Although the author routinely attempts to pay his respects to “both sides,” the book cannot conceal the author’s latent bias in favor of intergovernmental regulation over liberalized markets and Internet-era multistakeholder governance. It is also highly critical of the U.S., the Internet technical community and the Internet businesses it has spawned, often offering sideways, implicit apologias for the pre-liberalization telecommunications order in which state-owned monopolies exploited their role as traffic gatekeepers to charge inordinately high prices while utterly failing to develop the infrastructure.
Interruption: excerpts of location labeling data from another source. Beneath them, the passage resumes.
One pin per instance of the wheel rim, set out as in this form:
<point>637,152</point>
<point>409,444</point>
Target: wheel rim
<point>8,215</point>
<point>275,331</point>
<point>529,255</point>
Nevertheless, the book has important value. The author is clearly very experienced and knowledgeable about the ITU and his main purpose is to counter what he considers to be unjustified attacks on the ITU as an institution and on the new ITR treaty. This is a point of view that has not been aired as frequently or as loudly as the opposite one, and deserves to be heard. The greatest value of the work lies in its systematic approach to describing the process and the modifications of the text that took place. This legalistic approach succeeds in refuting or moderating many of the criticisms (or outright scare talk) that were made by Internet partisans during the process. On the whole it provides a more accurate view of what the new ITRs actually are and would actually do than most people have seen. But for better or worse, the tone of rancor that characterized the WCIT is still reflected in parts of this book.
That rancor is not primarily about the Internet or Internet governance per se; it has its roots in the still-revolutionary change in the role of the state that communications competition and liberalization introduced in the 1980s and ’90s. Hill tips his hand right at the beginning of the book: he dedicates it to his “friend and inspiring colleague” Nabil Kisrawi. For those who have not spent time watching the ITU, Kisrawi was the Syrian delegate to the ITU, someone who never accepted any premise, or any manifestation of competition, privatization or liberalization in communications. For decades, whenever it was possible and sometimes when it was not even relevant, he launched, long speeches expressing his opposition to any and every element of the new liberal order in communications. One wonders whether Hill knew what he was doing when he wrote this dedication. But the ultimate irony is that many of today’s “cybersecurity” and “cyber-war” advocates in the developed countries, especially the U.S., would lead us right back into the territory that Nabil Kisrawi knew and loved. But that is a subject for another story.